I recently witnessed this in action in a conversation about Karl Marx between two teenagers. Eventually, the more exasperated of the two declaimed (quite reasonably): “No wonder people like you are so afraid of Marx’s ideas, it’s not like you’ve actually read him.”

 

“Have you?” the other asked.

 

And with all the smoothness of an Athenian sophist, all the conviction of a Soviet apparatchik, his interlocutor replied: “No, but I know the bits I need to know to prove you wrong. And if I did read it, it’d prove me right.”

 

Most of what we do these days, we do to make an impression. Some of us – the more adaptable ones, perhaps, those at the evolutionary vanguard – have managed to collapse the form and content of life in the way that the age demands: such people can, for example, take glossy pictures of their lives and convince themselves that it’s the real thing.

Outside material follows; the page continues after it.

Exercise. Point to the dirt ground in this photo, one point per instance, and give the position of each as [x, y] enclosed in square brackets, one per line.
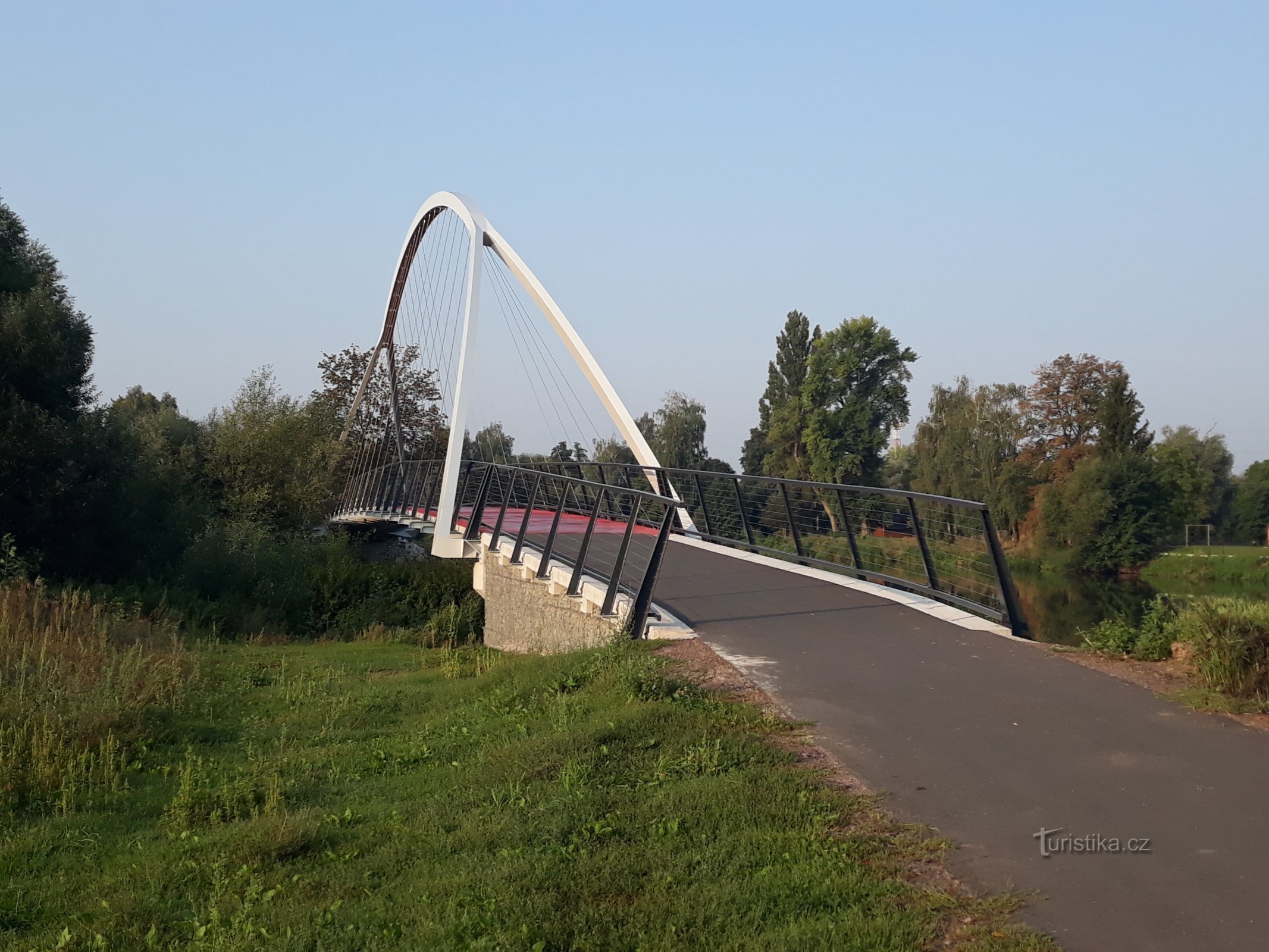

And in the same way, many of us have come to view the ability to deliver sound bites, even if those sound bites don’t really make sense in context, as real knowledge and expertise. In the present age, as Kierkegaard well knew, we are both debater and audience; with our own sophistry, we have managed to deceive ourselves.

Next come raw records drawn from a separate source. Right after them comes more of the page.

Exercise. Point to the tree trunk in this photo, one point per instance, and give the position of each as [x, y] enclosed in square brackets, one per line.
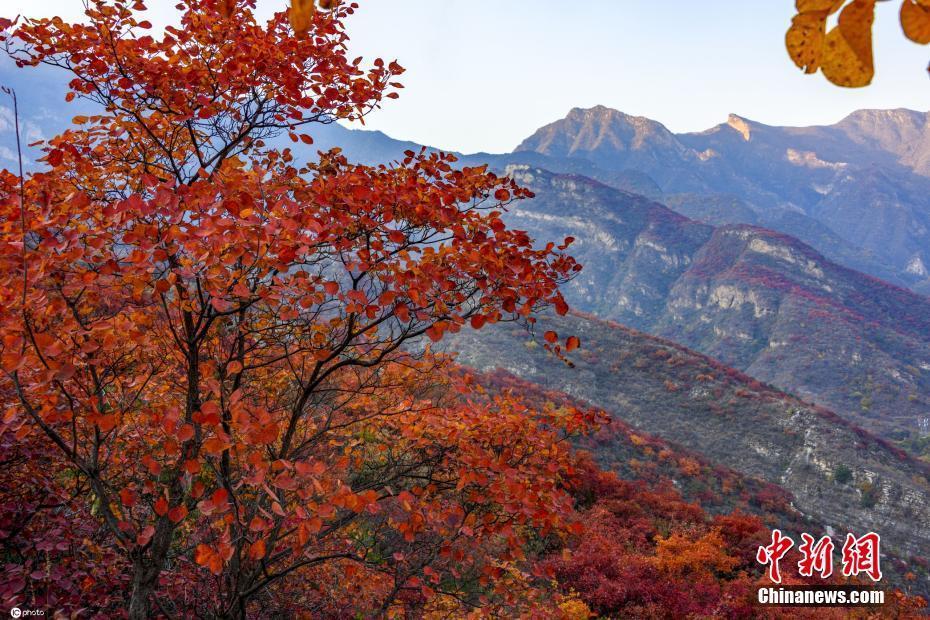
[143, 585]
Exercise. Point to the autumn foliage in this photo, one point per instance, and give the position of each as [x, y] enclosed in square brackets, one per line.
[217, 387]
[212, 353]
[844, 53]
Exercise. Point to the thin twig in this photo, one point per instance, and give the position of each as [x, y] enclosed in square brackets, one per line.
[22, 186]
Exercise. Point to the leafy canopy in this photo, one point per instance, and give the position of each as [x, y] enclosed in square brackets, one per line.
[844, 54]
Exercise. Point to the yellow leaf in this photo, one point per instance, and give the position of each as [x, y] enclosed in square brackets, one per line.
[805, 39]
[847, 59]
[811, 6]
[301, 15]
[915, 20]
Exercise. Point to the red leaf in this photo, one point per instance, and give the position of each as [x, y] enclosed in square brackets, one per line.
[177, 513]
[161, 507]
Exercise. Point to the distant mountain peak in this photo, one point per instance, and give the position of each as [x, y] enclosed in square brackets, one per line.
[741, 125]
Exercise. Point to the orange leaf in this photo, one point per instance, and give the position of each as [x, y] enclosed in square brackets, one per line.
[177, 513]
[257, 549]
[185, 433]
[127, 497]
[161, 507]
[847, 59]
[301, 15]
[915, 20]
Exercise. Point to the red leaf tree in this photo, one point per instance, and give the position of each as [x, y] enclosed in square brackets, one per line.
[218, 343]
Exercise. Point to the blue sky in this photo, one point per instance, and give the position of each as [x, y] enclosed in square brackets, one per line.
[484, 74]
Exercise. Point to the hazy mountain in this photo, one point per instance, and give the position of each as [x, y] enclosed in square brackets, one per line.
[758, 300]
[866, 179]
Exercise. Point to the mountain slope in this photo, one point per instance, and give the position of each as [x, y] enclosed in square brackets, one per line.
[684, 397]
[755, 299]
[867, 178]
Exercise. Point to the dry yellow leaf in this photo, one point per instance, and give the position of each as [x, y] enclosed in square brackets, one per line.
[805, 39]
[301, 15]
[816, 6]
[915, 19]
[847, 59]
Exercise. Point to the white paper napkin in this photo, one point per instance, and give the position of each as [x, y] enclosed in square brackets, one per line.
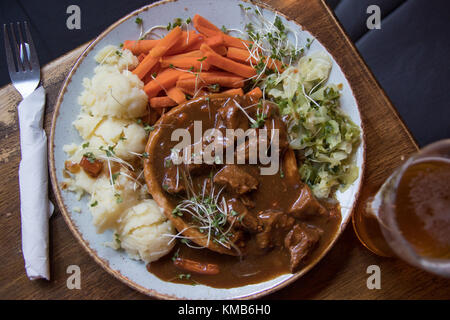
[35, 208]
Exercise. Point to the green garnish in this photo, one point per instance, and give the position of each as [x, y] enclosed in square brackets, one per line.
[167, 163]
[118, 198]
[177, 212]
[148, 128]
[90, 156]
[138, 21]
[186, 276]
[114, 176]
[214, 87]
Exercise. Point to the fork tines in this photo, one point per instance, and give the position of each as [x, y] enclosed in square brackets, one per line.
[24, 51]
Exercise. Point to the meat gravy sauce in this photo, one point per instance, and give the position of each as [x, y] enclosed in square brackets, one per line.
[277, 225]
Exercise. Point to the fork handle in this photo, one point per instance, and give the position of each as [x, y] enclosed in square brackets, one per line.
[33, 180]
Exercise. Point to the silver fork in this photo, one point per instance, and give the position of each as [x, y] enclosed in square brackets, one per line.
[24, 70]
[25, 74]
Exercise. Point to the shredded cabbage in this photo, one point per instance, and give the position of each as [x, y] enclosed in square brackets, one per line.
[323, 135]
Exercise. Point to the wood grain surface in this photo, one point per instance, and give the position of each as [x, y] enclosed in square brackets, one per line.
[340, 275]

Many of us have come to view the ability to deliver sound bites, even if those sound bites don’t really make sense in context, as real knowledge and expertise.

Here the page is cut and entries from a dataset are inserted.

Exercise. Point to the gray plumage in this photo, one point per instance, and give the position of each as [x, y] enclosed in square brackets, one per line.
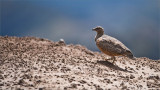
[109, 45]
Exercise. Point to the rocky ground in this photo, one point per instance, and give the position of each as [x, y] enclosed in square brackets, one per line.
[35, 63]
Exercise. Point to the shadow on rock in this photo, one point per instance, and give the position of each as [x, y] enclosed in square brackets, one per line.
[111, 65]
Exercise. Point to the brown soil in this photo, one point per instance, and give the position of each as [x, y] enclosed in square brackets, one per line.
[34, 63]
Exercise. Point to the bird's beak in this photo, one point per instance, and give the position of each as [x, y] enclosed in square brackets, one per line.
[93, 29]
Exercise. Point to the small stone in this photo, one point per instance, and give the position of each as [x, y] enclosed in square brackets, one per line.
[131, 77]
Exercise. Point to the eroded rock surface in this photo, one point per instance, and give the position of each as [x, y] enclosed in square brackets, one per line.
[34, 63]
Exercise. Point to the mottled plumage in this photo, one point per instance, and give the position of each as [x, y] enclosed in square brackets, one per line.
[109, 45]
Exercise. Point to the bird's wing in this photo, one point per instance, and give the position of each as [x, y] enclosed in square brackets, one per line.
[111, 44]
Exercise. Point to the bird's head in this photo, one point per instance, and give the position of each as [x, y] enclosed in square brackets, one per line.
[98, 29]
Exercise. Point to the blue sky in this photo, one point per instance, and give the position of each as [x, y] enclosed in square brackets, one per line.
[134, 22]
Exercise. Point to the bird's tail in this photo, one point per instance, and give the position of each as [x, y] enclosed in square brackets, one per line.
[130, 55]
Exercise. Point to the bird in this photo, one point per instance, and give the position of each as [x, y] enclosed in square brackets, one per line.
[110, 45]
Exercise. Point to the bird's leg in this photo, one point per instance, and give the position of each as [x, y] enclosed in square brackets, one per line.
[114, 59]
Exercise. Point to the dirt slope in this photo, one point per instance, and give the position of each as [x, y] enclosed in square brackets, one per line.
[34, 63]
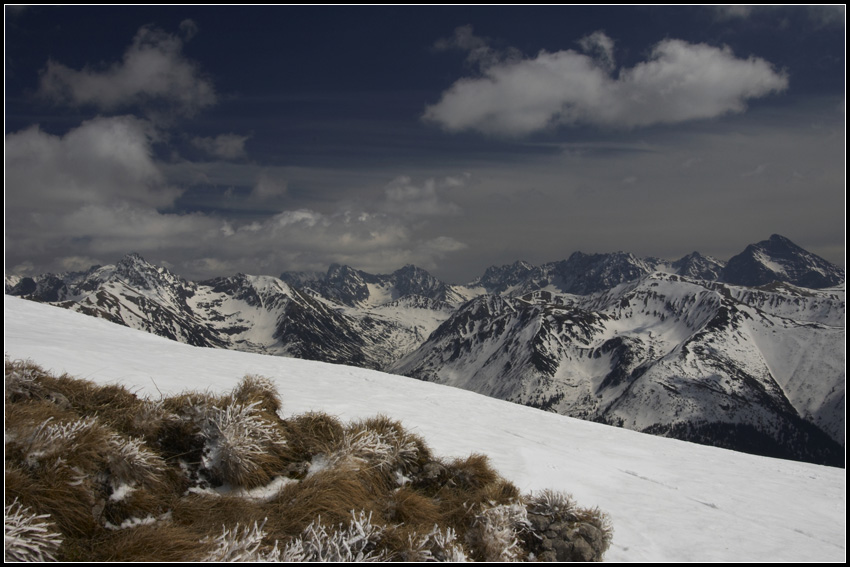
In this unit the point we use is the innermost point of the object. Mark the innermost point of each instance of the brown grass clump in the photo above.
(413, 509)
(207, 513)
(330, 494)
(260, 390)
(313, 433)
(159, 541)
(116, 477)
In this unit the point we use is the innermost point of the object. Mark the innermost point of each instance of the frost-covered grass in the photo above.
(97, 473)
(669, 500)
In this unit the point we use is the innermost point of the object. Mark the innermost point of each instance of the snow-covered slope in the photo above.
(687, 358)
(669, 500)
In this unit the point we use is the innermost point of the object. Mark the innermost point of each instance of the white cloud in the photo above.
(269, 187)
(600, 47)
(679, 82)
(224, 146)
(153, 69)
(403, 197)
(479, 52)
(103, 159)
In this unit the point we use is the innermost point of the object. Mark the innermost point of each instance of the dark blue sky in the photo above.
(264, 139)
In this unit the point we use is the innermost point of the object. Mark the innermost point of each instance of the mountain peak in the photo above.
(779, 259)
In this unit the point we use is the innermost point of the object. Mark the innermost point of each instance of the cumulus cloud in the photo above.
(479, 51)
(679, 82)
(269, 187)
(93, 195)
(406, 198)
(224, 146)
(101, 160)
(152, 71)
(600, 47)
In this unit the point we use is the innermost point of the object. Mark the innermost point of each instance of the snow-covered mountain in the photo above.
(669, 501)
(356, 288)
(663, 347)
(665, 354)
(779, 259)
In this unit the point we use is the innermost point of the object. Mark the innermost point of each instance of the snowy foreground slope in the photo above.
(669, 500)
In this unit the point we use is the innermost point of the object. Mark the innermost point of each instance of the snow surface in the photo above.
(669, 500)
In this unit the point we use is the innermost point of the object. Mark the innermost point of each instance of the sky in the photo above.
(222, 139)
(669, 501)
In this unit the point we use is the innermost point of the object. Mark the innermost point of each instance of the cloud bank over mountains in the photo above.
(678, 82)
(157, 137)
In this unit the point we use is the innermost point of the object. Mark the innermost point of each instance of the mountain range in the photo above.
(746, 354)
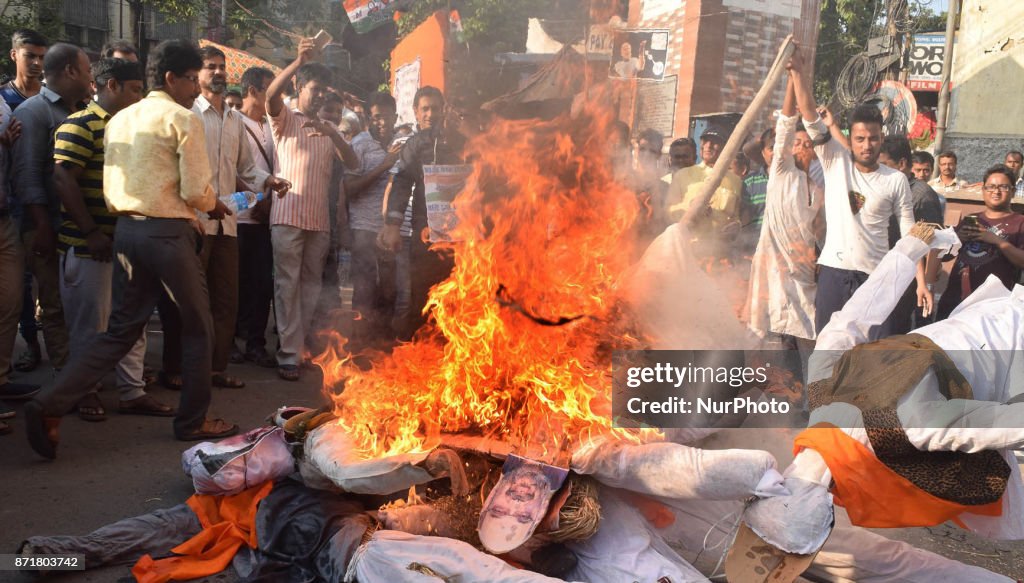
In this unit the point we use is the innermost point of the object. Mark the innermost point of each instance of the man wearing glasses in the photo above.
(993, 243)
(156, 176)
(233, 169)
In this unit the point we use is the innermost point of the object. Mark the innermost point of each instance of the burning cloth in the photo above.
(955, 412)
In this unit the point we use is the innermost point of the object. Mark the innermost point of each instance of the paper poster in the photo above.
(656, 106)
(787, 8)
(599, 39)
(639, 54)
(441, 184)
(368, 14)
(407, 83)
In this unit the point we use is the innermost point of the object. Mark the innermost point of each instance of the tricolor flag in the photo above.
(368, 14)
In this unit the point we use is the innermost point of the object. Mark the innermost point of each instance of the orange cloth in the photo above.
(228, 522)
(876, 496)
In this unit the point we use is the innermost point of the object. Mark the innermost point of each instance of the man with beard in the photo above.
(69, 85)
(860, 196)
(782, 287)
(435, 142)
(233, 169)
(156, 176)
(373, 268)
(300, 223)
(86, 237)
(28, 48)
(928, 208)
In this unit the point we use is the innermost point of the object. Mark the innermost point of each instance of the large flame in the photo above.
(521, 334)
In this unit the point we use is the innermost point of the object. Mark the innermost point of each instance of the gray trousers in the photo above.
(153, 254)
(298, 278)
(85, 292)
(11, 269)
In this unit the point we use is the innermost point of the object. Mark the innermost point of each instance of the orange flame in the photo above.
(519, 345)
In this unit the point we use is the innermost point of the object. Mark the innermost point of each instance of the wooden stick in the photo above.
(739, 133)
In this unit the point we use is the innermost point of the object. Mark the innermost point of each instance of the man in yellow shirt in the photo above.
(156, 176)
(723, 208)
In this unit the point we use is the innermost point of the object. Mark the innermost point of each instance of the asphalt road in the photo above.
(130, 465)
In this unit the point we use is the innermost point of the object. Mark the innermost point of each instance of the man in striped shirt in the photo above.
(300, 224)
(156, 176)
(86, 235)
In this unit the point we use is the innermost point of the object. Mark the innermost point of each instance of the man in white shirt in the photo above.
(255, 250)
(860, 197)
(233, 169)
(947, 181)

What, if anything, can be done? At the legal and institutional level, there are some reforms which might help. Many common law countries have already introduced inquisitorial trials for cases involving highly technical white-collar crime. Other states, like the UK, have tried to mitigate the poisonous media half-life of criminal trials by banning cameras in courthouses and placing gag orders on active cases. But at the level of politics, a top-down approach doesn’t seem promising. We can scarcely hope for politicians to remain scrupulous and careful in their insinuations when media coverage rewards anything but; and in any case, democratic politics requires an uncensored interface between politicians and the public.

 

We can’t expect politicians to stop being entertainers. But maybe we can hope that we, their audiences, will stop being entertained. What’s really required to break the cycle of misinformation, especially at its most lurid and pantomimic, is restraint. It’s all very well to urge sobriety and moderation from the other side of the aisle, tutting at Trump’s interruptions the other evening, for example, but the moment we like a video of a sardonic put-down or share a meme that panders to our own prejudices, we have done much the same thing. We have perpetuated the very half-life, the false economy of put-downs and half-truths, that is killing politics.

 

Refusing to participate in politics isn’t an option, not in these strange times, but choosing to imbibe in a more sober, restrained way is. So take regular breaks from social media, particularly its more politicized corners. And no more John Stewart or John Oliver, while you’re at it; no more chuckling along to Stephen Colbert. Learn the value of struggle, of boredom, of deep study: Marx, Mill, Middlemarch. Learn to think before reacting, to research something before making up your mind on it. If you must watch the debates, watch them in full. And, with all the will you can muster, refuse to be entertained.